Diminuição: É o processo de “encolher”, envolve uma única quantidade que é diminuída durante certo tempo por alguma outra quantia. Assim, 6 ÷ 3 pode ser “lido” como uma quantidade de seis que é “encolhida” de um fator três e se torna uma quantidade dois. Por exemplo, podemos falar sobre o volume de um balão como encolhendo com um fator três (como resultado, digamos, do aumento da pressão externa). Não há nenhum vocábulo especial para “encolhendo”; em termos rudimentares poderíamos dizer que o balão encolheu a um terço de seu tamanho anterior. A expressão “um terço” pressupõe uma relação particular entre quociente e números racionais.

Eduzir (Educing): Eduzir é tirar algo oculto ou potencial de algo. Embora esta aplicação é menos intuitiva do que as três anteriores, ela é interessante, pois existe uma classe de relações que não podem ser entendidas em termos de dividir, extrair ou encolher. Por exemplo, aplicando o quociente à área de um retângulo, a área, necessariamente, não é dividida em pedaços semelhantes ao retângulo original, nem o comprimento é extraído repetidamente, nem a área é encolhida para produzir a largura.
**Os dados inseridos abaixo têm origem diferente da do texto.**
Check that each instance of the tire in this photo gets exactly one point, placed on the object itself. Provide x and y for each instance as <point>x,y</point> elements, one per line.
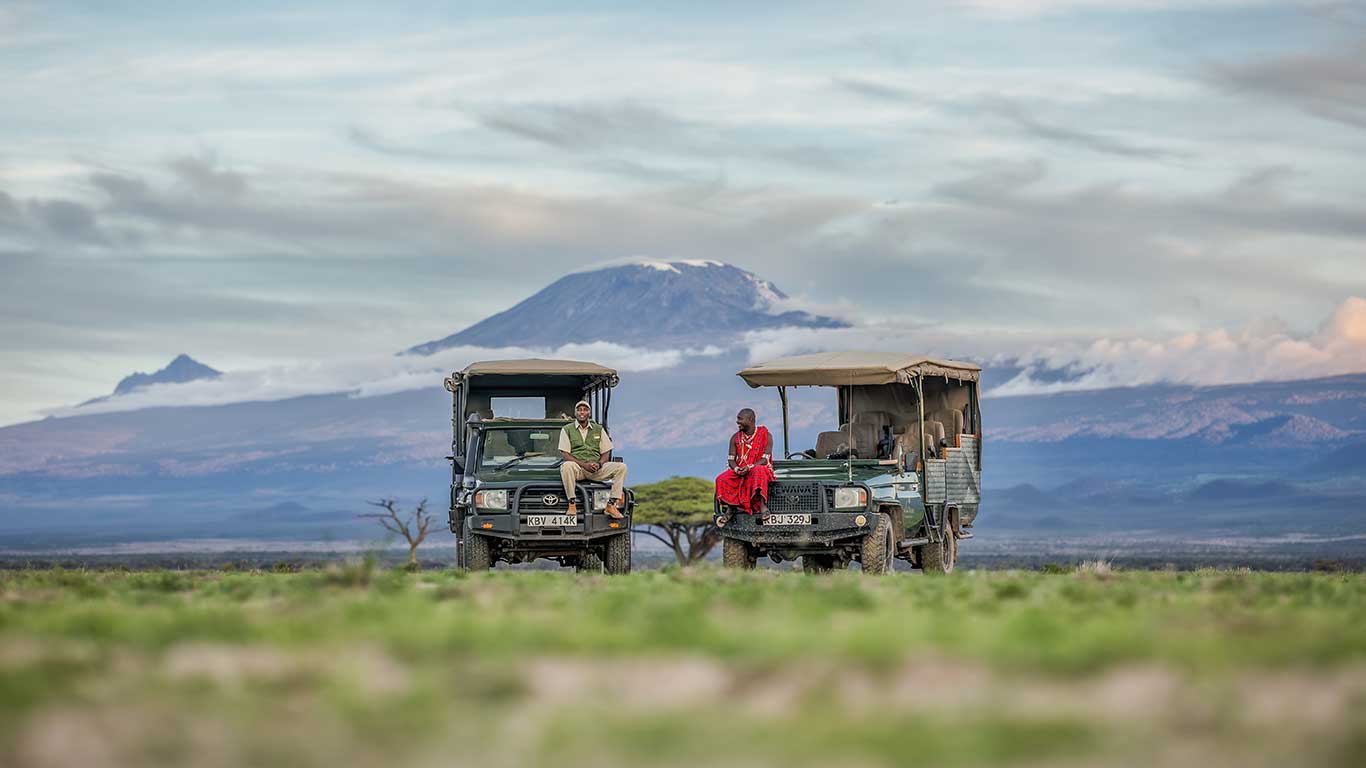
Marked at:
<point>478,554</point>
<point>937,556</point>
<point>619,554</point>
<point>817,563</point>
<point>879,550</point>
<point>735,554</point>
A área é uma quantidade multidimensional; é o produto do comprimento pela largura. Neste caso, a variação da área pode ser produzida com a manutenção da largura e variando-se o comprimento, ou vice-versa.

Muitas das discussões das crianças sobre as alternativas de interpretações de problemas e as diferentes estratégias que eles utilizam para resolvê-los constituem-se em grandes oportunidades para professores e pesquisadores melhor compreenderem as relações internas existentes nos conceitos fundamentais de números racionais. Consideremos, por exemplo, as três estratégias alternativas para compartilhar três barras de doce entre quatro crianças relatadas por Carpenter et al. (1994). Uma solução envolve dividir cada uma das três barras de doce em quatro partes iguais e distribuir um quarto de cada uma das barras de doce para cada criança. Em uma segunda solução, são divididas duas barras de doce pela metade e as metades distribuídas às quatro crianças. A terceira barra de doce é

dividida ao meio, e, então, os meios são divididos ao meio. Este autor relata, ainda, uma terceira solução descrita por Behr, Harel, Post e Lesh (1992): as três barras de doce são unidas como uma unidade que é dividida em quatro.
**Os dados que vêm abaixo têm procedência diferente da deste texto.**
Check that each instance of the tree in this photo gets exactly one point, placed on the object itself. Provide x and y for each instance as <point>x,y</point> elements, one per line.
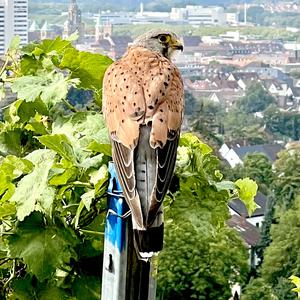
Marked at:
<point>256,166</point>
<point>53,177</point>
<point>280,236</point>
<point>202,257</point>
<point>256,99</point>
<point>243,127</point>
<point>281,259</point>
<point>286,184</point>
<point>282,124</point>
<point>53,174</point>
Estas distintas soluções oferecem interpretações bastante diferentes do problema que pode ser analisado em termos da escolha inicial da unidade. A primeira solução pode ser concebida como um quarto de três unidades, e a terceira solução pode ser interpretada como um quarto de uma unidade de três. Embora, provavelmente, não seja necessário ou esperado que as crianças articulem estas diferenças nestas condições, Behr, Harel, Post e Lesh (1992, 1993) propõem que este tipo de análise da unidade pode ser útil para os professores entenderem o que as crianças estão pensando. As duas primeiras soluções ilustram como as frações podem ser pensadas em termos de diferentes composições aditivas (Carpenter et al. 1994)
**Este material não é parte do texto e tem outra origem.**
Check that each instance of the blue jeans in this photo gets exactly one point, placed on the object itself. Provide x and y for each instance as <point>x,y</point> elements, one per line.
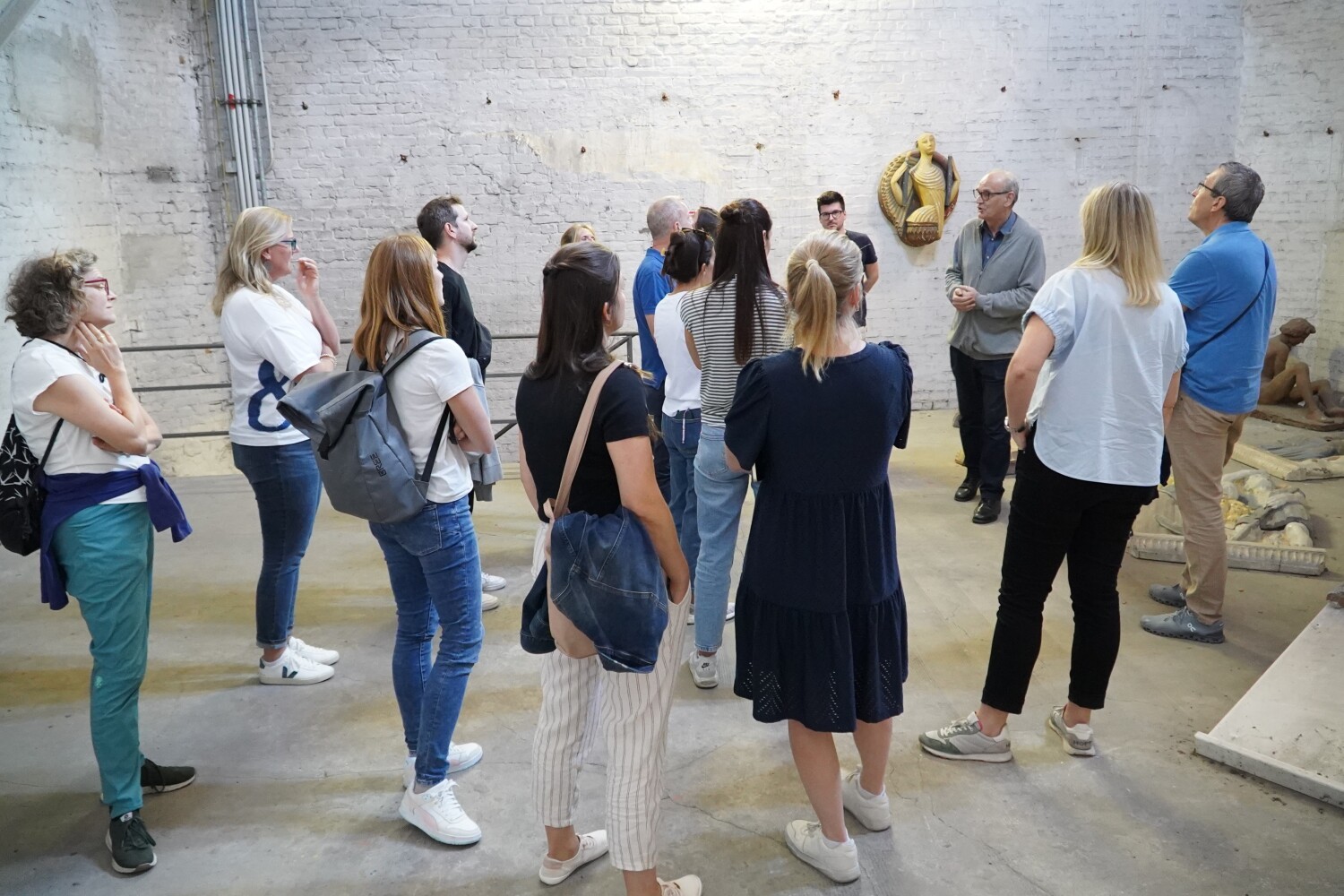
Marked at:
<point>719,493</point>
<point>682,435</point>
<point>435,573</point>
<point>108,555</point>
<point>288,487</point>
Para Streefland (1984), as seqüências de ensino poderiam tomar a interpretação das frações como divisão indicada como centro do processo; aponta, ainda, que a grande dificuldade em relação ao ensino das frações na escola consiste na tendência de apresentar o assunto com um tratamento formal e algorítmico das idéias. A alternativa, segundo este autor, consistiria em buscar situações da vida real, utilizando-se de problemas que incluem a idéia de partição e medida, apoiados no conhecimento informal das crianças, e potencializar, por intermédio destas situações, a construção dos conceitos, as operações e as relações. Assim, Streefland, ao destacar as situações de repartição e medida, mostra-nos uma diferença significativa em relação a outros subconstrutos, por exemplo: “Em um restaurante temos que repartir três pizzas entre cinco crianças. Quanto corresponde a cada uma?”. O resultado 3/5 aparece a partir de um processo de diferenciar, dividir, abreviar, representar, simbolizar etc., requerendo do aluno muito mais do que a simples representação de um diagrama.